Durant ce sommet de juillet 1964, Malcolm X, le leader emblématique de la lutte pour les droits et la dignité des Afro-Américains, avait été invité, en tant qu’observateur, pour tenir un poignant plaidoyer panafricain sur les discriminations dont étaient alors victimes, sur l’autre rive de l’Atlantique, les Afro-Américains.
Un discours radical et visionnaire que Jeune Afrique exhume aujourd’hui :
Excellences,
L’Organisation de l’unité afro-américaine m’a envoyé afin d’assister à cette conférence historique du Sommet africain, en tant qu’observateur, afin de représenter les intérêts des 22 millions d’Afro-Américains dont les droits humains sont quotidiennement violés par le racisme des impérialistes américains.

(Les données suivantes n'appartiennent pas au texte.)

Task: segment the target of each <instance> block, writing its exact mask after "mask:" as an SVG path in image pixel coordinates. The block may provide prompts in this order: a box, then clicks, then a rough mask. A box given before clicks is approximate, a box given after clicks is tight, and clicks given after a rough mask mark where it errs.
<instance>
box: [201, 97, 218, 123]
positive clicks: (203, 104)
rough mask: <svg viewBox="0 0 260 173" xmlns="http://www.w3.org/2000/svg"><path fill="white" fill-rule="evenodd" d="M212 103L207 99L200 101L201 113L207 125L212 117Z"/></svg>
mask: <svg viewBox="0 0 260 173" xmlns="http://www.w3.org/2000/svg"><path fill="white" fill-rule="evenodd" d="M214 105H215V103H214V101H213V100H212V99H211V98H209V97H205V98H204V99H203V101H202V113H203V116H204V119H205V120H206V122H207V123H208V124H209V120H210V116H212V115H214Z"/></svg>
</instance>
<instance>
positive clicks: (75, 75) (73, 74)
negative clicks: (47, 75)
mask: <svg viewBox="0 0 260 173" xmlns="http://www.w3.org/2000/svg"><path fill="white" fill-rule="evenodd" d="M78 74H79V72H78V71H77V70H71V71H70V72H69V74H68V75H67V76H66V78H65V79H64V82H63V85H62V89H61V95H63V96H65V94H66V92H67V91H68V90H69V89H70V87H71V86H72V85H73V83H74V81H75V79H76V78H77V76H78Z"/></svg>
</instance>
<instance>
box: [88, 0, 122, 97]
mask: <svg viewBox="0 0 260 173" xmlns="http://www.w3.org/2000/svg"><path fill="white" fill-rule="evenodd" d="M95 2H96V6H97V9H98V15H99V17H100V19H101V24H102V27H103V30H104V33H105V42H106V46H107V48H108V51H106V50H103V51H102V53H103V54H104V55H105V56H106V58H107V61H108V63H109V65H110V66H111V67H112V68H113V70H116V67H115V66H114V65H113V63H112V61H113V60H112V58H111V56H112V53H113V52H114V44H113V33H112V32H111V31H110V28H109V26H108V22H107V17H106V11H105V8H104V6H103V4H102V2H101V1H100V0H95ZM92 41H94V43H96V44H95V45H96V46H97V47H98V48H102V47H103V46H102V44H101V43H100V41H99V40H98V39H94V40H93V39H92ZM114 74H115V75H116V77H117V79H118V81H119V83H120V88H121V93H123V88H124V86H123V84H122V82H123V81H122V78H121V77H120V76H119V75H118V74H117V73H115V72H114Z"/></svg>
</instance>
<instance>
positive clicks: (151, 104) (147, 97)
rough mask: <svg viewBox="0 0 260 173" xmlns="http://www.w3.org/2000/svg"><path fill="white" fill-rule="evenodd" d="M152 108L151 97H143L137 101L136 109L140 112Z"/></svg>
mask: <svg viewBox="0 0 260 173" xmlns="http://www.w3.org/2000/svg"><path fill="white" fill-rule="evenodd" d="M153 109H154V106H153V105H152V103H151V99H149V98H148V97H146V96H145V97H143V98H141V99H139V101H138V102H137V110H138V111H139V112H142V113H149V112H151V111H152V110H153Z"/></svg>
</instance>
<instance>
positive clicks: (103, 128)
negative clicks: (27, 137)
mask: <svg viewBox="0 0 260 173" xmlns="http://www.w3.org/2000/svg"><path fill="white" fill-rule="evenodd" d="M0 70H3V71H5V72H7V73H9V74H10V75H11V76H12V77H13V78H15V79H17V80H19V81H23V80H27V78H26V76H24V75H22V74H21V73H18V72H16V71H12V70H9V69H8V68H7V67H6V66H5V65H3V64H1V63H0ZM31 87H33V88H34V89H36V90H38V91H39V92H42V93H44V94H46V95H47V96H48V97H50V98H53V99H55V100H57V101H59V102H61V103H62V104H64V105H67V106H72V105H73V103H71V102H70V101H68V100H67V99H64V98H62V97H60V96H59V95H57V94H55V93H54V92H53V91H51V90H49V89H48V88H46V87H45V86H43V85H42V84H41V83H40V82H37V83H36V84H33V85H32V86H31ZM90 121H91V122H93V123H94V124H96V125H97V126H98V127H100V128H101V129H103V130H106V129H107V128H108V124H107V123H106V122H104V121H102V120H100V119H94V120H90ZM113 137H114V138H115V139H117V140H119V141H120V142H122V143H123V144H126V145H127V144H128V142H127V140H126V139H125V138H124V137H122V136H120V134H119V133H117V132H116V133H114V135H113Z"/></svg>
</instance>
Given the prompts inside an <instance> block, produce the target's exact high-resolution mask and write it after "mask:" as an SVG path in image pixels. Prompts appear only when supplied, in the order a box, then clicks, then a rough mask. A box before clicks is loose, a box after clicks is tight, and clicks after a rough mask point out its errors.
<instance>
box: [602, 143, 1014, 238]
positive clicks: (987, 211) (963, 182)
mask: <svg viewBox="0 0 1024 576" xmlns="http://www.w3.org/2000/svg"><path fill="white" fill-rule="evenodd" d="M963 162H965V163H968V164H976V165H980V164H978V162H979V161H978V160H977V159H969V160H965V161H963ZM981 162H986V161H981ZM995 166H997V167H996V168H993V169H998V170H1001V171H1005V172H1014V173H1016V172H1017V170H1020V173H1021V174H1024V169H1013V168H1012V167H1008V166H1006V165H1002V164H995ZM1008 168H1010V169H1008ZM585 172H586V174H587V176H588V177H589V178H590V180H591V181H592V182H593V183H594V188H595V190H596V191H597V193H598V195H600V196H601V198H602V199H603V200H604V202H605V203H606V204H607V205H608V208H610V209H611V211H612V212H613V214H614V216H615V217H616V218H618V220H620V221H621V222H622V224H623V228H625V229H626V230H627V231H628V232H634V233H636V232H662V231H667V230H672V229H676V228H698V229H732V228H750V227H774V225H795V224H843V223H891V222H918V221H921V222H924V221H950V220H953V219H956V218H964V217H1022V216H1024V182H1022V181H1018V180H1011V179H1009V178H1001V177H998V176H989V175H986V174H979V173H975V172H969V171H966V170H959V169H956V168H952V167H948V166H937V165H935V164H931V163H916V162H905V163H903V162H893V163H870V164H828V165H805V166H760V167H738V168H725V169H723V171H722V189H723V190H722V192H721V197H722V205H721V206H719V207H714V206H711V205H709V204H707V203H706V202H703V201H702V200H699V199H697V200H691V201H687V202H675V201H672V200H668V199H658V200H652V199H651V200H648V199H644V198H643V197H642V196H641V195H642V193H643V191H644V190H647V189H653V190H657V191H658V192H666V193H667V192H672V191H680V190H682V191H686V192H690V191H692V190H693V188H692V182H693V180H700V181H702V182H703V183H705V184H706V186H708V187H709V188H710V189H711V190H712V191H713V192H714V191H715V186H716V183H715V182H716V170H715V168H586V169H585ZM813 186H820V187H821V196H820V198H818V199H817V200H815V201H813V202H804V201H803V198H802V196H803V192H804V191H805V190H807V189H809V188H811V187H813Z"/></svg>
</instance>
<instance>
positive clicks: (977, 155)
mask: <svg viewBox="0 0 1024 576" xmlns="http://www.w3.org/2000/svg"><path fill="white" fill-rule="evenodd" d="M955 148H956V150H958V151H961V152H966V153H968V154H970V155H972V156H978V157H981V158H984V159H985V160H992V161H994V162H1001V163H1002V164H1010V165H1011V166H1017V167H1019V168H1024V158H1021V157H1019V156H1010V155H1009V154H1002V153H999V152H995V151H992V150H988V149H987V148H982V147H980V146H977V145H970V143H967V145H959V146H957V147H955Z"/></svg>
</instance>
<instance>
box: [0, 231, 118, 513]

L’Organisation de l’unité afro-américaine a été créée par un échantillon représentatif de la communauté afro-américaine d’Amérique et elle est calquée, aussi bien par la lettre que par l’esprit, sur l’Organisation de l’unité africaine.

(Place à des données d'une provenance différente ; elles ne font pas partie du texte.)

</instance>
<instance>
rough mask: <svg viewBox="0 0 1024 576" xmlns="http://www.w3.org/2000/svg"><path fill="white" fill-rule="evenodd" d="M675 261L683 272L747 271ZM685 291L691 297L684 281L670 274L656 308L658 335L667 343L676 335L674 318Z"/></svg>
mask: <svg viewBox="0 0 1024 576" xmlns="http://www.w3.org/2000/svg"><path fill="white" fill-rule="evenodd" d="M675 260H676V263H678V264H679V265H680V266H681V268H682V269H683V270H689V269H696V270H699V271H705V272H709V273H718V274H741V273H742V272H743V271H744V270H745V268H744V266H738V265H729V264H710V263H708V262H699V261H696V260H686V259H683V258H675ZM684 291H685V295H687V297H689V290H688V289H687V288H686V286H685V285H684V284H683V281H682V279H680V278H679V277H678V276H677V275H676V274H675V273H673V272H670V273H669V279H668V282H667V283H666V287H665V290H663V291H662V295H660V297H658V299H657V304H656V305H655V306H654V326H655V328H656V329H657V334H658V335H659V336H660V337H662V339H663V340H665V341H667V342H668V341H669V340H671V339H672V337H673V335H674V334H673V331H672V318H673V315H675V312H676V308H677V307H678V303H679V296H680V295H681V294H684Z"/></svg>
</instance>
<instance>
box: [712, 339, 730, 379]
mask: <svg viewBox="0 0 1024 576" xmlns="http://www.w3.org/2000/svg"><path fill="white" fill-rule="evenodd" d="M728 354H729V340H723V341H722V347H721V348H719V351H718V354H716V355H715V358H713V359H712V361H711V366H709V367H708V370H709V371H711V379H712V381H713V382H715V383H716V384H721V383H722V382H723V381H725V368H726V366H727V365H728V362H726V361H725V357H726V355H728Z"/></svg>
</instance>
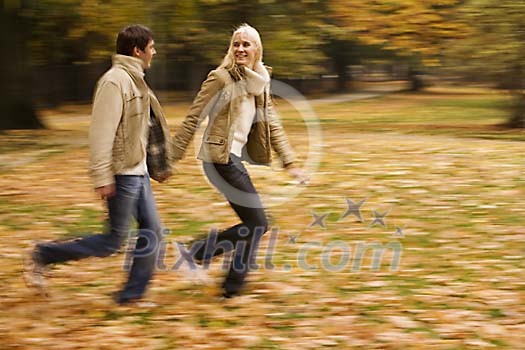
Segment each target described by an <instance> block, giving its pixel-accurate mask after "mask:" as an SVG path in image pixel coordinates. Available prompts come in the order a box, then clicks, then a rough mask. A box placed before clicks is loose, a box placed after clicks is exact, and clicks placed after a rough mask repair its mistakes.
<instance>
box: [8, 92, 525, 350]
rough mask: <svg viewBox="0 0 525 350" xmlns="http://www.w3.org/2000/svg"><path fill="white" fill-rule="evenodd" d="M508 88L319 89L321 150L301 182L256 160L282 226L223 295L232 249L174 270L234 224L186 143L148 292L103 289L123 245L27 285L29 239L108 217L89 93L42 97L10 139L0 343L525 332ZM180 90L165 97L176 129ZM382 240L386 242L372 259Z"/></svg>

Tout comme l’Organisation de l’unité africaine a appelé tous les dirigeants africains à surmonter leurs différences et à s’unir autour des mêmes objectifs, pour le bien commun de tous les Africains, l’Organisation de l’unité afro-américaine a appelé, en Amérique, les dirigeants afro-américains à surmonter leurs différences et à trouver des terrains d’entente à travers lesquels ils pourraient travailler ensemble, pour le bien commun des Afro-Américains.
Étant donné que ces 22 millions d’Afro-descendants résident maintenant en Amérique, non par choix, mais uniquement par un cruel accident de notre histoire, nous croyons fermement que les problèmes africains sont nos problèmes et que nos problèmes sont des problèmes africains.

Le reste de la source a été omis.